Mais un des principaux avantages de ce nouveau plan de médecine, & en quoi il est éminemment préférable & véritablement unique, c’est le grand jour qu’il répand sur l’hygiene, ou la science du régime, cette branche de la médecine si precieuse & si négligée, & d’embrasser le régime des sensations des passions d’une maniere si positive & si claire, qu’il en résulte un traité médical de morale & de bonheur.

La forme de cet ouvrage ne permet pas d’exposer ici les branches particulieres du système ; les théories satisfaisantes qu’il fournit sur les fonctions plus ou moins générales, sur les sécrétions, sur les générations, &c. non plus que le tableau des maladies, le plan général de thérapeutique, &c. parce que ces chose sont traitées dans des articles particuliers.
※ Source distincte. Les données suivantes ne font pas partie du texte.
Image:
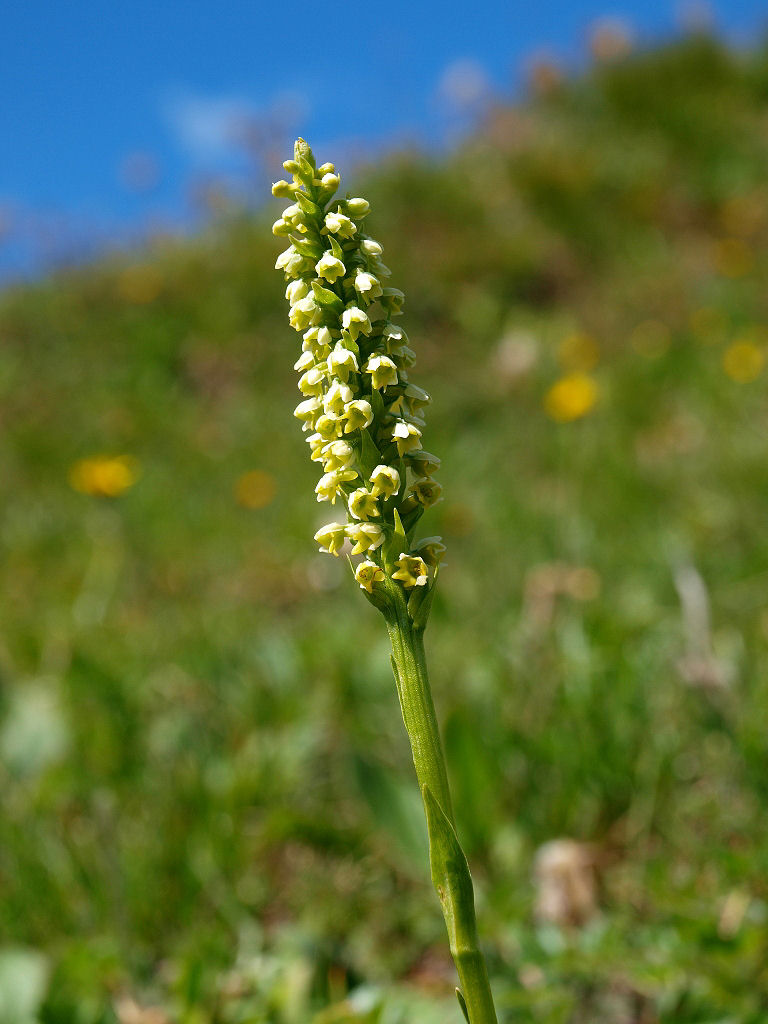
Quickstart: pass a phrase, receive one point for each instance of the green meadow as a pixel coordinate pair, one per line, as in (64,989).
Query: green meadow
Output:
(208,810)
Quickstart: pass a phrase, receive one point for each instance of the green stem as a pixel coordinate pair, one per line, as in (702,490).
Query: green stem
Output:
(450,871)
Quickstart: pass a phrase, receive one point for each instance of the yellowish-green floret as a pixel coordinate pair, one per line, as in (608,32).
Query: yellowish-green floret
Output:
(363,415)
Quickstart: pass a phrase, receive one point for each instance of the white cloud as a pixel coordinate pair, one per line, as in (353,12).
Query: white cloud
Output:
(213,128)
(464,84)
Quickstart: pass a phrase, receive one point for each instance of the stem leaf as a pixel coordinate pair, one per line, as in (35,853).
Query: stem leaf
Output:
(463,1005)
(451,877)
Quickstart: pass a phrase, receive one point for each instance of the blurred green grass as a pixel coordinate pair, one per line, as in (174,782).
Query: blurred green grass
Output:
(208,806)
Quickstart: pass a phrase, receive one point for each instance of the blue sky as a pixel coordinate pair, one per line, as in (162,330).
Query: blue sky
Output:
(112,112)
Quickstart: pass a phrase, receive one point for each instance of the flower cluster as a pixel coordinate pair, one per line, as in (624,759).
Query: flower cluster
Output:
(363,415)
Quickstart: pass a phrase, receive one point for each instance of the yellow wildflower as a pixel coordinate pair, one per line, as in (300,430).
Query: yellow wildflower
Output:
(578,351)
(743,361)
(255,489)
(570,397)
(104,476)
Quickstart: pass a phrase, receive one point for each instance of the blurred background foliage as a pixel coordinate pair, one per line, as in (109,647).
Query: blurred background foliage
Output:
(208,809)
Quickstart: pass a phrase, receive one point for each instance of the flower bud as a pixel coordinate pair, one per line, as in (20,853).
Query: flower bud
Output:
(407,436)
(385,480)
(331,485)
(365,537)
(330,181)
(431,549)
(331,538)
(358,414)
(367,285)
(296,290)
(357,208)
(355,322)
(337,398)
(302,151)
(341,363)
(310,383)
(363,504)
(426,493)
(306,411)
(338,223)
(383,371)
(304,313)
(304,363)
(330,267)
(412,570)
(284,189)
(371,247)
(423,463)
(368,573)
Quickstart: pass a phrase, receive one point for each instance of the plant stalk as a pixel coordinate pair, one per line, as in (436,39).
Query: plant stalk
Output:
(449,864)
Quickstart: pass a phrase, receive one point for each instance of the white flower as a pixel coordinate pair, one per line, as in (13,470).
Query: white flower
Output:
(337,398)
(363,504)
(331,180)
(307,410)
(412,570)
(357,207)
(292,213)
(337,455)
(329,426)
(296,290)
(339,223)
(341,363)
(367,574)
(284,189)
(431,549)
(407,435)
(330,267)
(423,463)
(367,285)
(331,538)
(330,486)
(383,371)
(385,480)
(311,381)
(305,361)
(365,537)
(426,492)
(304,313)
(355,322)
(357,414)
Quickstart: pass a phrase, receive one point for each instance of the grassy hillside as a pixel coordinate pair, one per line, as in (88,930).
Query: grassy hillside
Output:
(208,810)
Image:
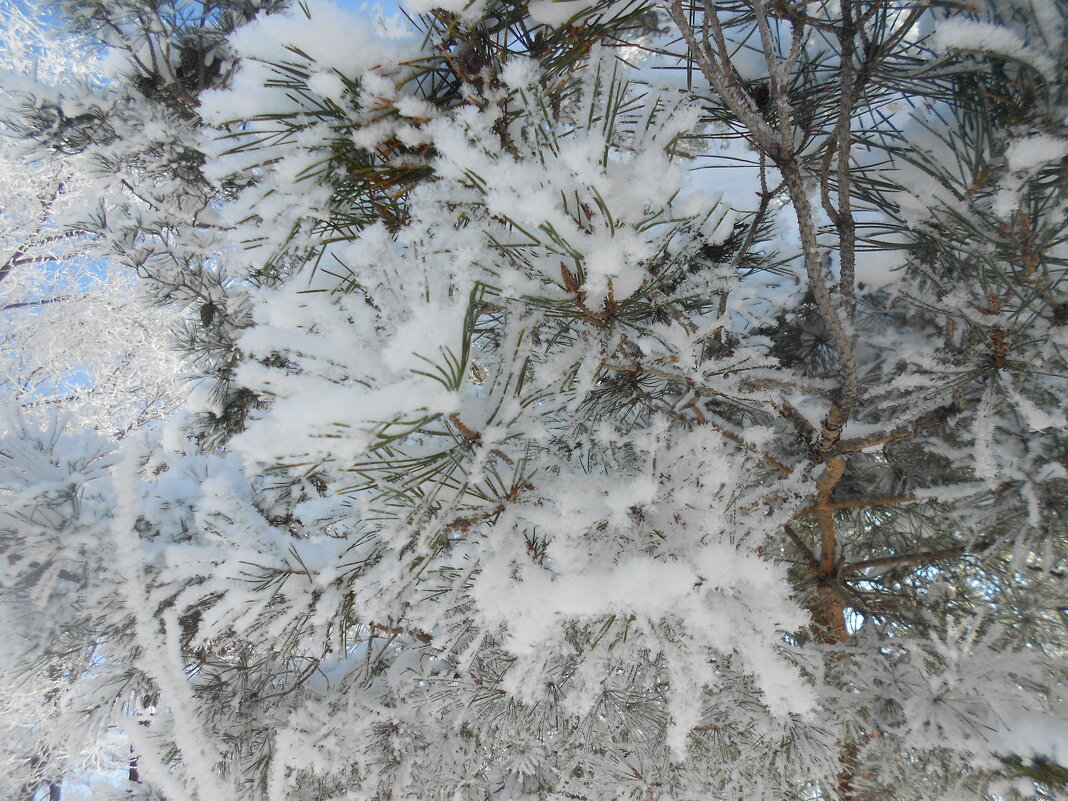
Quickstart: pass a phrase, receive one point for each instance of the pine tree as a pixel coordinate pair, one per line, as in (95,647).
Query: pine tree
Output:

Voyez Passion, (diete & thérapeut.) D’ailleurs les lecteurs qui ne font pas une étude particuliere des objets de cet ordre, ne desireront pas plus de détail ; & les médecins de profession doivent trouver cette matiere trop intéressante pour ne pas chercher à s’en instruire à fond dans les ouvrages mêmes de l’auteur. Ils doivent consulter pour cela le specimen novi medicinæ conspectûs, edit, alter. Paris, 1751. les institutiones medicæ, faites sur ce nouveau plan, Paris, 1755, l’idée de l’homme physique & moral, & l’extrait raisonné de ce même ouvrage. Le savant auteur du discours sur les animaux carnassiers, qui est le premier morceau du septieme volume de l’histoire du cabinet du roi, a formellement adopté le systême d’œconomie animale que nous venons d’exposer. Cet écrit doit aussi être consulté. (m)

Œconomie politique, (Hist. Pol. Rel. anc. & mod.) c’est l’art & la science de maintenir les hommes en société, & de les y tendre heureux.